Thanks to Shan, and Yasar for spending their time at answering my question in the previous post!
Even I too don’t know the exact answer, but I am happy with your answers. So, you may be called ‘Mr.Smarts’ as going forward! J
Ok. Let’s once again become energetic Comp.Science students and discuss this issue in detail.
Question is: “Whats the most efficient way to sort a million 32-bit integers?”
I went and searched for the answer a lot on google, but no direct answer was found. Google is very smart in asking such interview question, which you probably can’t find from internet.
Let it be.
My answer goes like this:
In Comp.Science, there are lots of classical problems. When you encounter such question, try to see if you can match it with some existing problem. Or, try to find out the base ‘Problem Class/Type’. Yes, you can map most of the problem to a Data Structure or Algorithm!
Consider the priorities and scenarios in this case.
(Before that, remember Sorting Thumb Rule #1: Bubble Sort is a wrong way to go! :) )
1. If memory is a constraint:
Suppose, if you need to sort a million integers in a system which has a tight memory constraint, and then go for External Sorting or Merge Sorting or External Merge Strategy (Combined).
Since, Merge sorting takes only O(nlogn) time (at average case and as well as at worst case)!. The combined External sort mechanism can help you to assist ‘Divide and Conqueror’.
2. If speed is the constraint (and not memory):
Two choices: Quick Sort, Heap Sort, Merge Sort.

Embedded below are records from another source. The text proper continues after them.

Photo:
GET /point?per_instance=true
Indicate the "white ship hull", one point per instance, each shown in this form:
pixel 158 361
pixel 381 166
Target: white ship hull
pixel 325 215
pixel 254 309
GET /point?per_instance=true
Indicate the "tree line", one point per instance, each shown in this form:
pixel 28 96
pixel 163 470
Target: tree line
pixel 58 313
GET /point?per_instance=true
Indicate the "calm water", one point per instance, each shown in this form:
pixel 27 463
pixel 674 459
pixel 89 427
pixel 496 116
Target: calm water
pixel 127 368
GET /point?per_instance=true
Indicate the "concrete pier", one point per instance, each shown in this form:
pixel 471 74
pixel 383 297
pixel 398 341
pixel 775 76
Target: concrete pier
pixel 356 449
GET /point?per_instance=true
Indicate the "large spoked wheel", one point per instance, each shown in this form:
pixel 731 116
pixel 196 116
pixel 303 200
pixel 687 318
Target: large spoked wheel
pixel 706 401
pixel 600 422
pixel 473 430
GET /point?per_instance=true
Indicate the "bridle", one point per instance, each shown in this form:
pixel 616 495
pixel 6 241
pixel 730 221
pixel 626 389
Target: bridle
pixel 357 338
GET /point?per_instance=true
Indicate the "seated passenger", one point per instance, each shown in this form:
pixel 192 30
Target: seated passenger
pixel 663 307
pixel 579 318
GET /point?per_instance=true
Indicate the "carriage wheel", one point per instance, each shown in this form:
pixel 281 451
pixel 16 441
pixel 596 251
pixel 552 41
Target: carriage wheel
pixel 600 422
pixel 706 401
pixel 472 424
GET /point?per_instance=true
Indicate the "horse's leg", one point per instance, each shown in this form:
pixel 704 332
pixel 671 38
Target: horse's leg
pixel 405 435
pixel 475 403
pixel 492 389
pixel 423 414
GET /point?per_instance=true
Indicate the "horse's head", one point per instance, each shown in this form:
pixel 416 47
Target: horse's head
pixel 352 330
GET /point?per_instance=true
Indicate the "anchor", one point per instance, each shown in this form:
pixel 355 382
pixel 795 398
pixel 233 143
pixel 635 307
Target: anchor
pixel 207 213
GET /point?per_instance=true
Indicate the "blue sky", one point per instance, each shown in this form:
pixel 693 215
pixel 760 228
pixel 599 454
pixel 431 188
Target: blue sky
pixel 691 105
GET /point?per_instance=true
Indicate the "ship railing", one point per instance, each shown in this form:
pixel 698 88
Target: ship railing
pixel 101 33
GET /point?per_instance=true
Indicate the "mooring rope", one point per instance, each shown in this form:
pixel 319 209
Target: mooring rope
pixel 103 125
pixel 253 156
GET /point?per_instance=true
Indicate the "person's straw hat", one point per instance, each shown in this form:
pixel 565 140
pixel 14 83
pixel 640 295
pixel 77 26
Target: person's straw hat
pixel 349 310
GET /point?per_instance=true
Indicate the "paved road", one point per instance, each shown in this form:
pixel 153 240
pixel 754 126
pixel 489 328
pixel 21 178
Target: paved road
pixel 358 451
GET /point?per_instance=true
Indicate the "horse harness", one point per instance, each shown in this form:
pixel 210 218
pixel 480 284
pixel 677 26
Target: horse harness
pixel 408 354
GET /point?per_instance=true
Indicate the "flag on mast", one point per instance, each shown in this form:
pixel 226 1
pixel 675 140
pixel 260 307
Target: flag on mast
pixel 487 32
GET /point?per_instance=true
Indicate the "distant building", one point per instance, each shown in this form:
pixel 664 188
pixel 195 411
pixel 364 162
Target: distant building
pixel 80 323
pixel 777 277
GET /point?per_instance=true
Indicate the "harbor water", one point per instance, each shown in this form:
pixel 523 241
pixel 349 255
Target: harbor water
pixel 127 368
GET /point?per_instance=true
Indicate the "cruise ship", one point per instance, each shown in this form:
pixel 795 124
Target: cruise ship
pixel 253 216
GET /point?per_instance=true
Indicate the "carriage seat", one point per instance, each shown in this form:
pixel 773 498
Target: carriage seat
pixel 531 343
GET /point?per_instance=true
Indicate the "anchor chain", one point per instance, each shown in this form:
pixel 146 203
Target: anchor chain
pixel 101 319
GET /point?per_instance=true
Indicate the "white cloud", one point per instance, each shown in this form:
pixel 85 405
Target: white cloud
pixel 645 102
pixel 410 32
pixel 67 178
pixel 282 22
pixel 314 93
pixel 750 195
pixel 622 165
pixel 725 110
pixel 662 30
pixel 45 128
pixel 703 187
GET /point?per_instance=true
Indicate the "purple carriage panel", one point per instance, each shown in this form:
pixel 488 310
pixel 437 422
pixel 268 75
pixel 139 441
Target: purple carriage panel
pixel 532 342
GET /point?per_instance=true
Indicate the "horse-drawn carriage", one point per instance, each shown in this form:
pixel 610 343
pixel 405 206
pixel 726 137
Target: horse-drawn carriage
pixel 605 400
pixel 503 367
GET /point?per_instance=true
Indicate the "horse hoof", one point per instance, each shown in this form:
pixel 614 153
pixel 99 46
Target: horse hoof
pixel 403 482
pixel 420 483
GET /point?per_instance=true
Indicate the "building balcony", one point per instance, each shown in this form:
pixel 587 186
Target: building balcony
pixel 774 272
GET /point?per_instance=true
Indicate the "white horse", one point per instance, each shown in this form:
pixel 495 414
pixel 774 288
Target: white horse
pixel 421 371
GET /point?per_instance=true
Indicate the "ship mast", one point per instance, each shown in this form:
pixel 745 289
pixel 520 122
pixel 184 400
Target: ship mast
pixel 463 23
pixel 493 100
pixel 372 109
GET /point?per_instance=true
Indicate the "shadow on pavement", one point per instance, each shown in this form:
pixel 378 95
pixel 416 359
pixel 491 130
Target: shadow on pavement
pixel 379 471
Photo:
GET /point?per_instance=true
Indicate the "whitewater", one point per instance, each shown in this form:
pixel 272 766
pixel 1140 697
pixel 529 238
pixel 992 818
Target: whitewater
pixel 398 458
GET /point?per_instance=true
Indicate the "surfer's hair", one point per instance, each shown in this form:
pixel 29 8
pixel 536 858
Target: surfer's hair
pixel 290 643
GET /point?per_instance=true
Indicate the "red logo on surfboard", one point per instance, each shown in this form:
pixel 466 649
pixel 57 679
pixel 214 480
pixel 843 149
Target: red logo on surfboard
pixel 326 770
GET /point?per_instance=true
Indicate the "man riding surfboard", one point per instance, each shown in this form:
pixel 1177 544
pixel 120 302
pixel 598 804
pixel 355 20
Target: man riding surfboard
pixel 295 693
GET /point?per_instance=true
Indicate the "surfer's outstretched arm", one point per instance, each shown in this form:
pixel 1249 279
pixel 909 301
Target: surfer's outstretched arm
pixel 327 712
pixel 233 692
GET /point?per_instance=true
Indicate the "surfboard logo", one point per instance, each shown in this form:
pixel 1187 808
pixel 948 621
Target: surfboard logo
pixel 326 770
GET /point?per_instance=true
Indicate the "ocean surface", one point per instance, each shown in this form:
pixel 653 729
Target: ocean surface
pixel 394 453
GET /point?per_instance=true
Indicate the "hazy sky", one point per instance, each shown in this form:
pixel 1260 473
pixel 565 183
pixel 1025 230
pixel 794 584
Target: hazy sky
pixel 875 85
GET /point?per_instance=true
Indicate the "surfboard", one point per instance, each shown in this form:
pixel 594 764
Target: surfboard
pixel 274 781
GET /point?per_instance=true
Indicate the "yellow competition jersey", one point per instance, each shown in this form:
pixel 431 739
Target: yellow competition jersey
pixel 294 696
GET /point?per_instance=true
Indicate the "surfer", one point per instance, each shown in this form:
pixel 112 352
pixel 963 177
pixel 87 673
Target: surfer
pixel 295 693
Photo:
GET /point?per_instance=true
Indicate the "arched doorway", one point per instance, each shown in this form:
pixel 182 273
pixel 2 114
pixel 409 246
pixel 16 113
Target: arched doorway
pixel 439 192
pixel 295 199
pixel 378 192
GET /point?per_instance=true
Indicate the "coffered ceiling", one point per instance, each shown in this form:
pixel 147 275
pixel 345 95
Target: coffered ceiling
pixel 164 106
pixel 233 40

Quick Sort: Gives you O(nlogn) speed. But, this sorting approach is little dangerous. Because, if your input (1 million integers) is close to already-sorted form, then the Quick Sort will slow down to the speed of O(n^2) .
Also, Quick Sort is unstable sort! Quick sorting is based on recursion (recursion means stack.. stack means more memory). So, the repeated recursion calls can tend to hog more memory.
But, you stand a good choice to use parallelism. That’s quick sort creates lots of temporary partitions. So, you can distribute these portions across various processing units (say, across a cluster).
One important thing is, if you have N number of processors, each processor can process a partition, than you can complete the sorting by O(nlogn)/N = O(logn) !
That is an extreme performance as it is in Linear Time!
Heap Sort:
Takes very less memory – good point.
Runs at O(nlogn) time, even at worst case – Too good point! :)
Not sure about partitioning.
One should definitely consider HeapSort, when speed is a constraint.
PS: I have NOT taken or NOT got this answer from anywhere/anybody! The answer is purely based on my own thoughts, so it MAY NOT be 100% correct!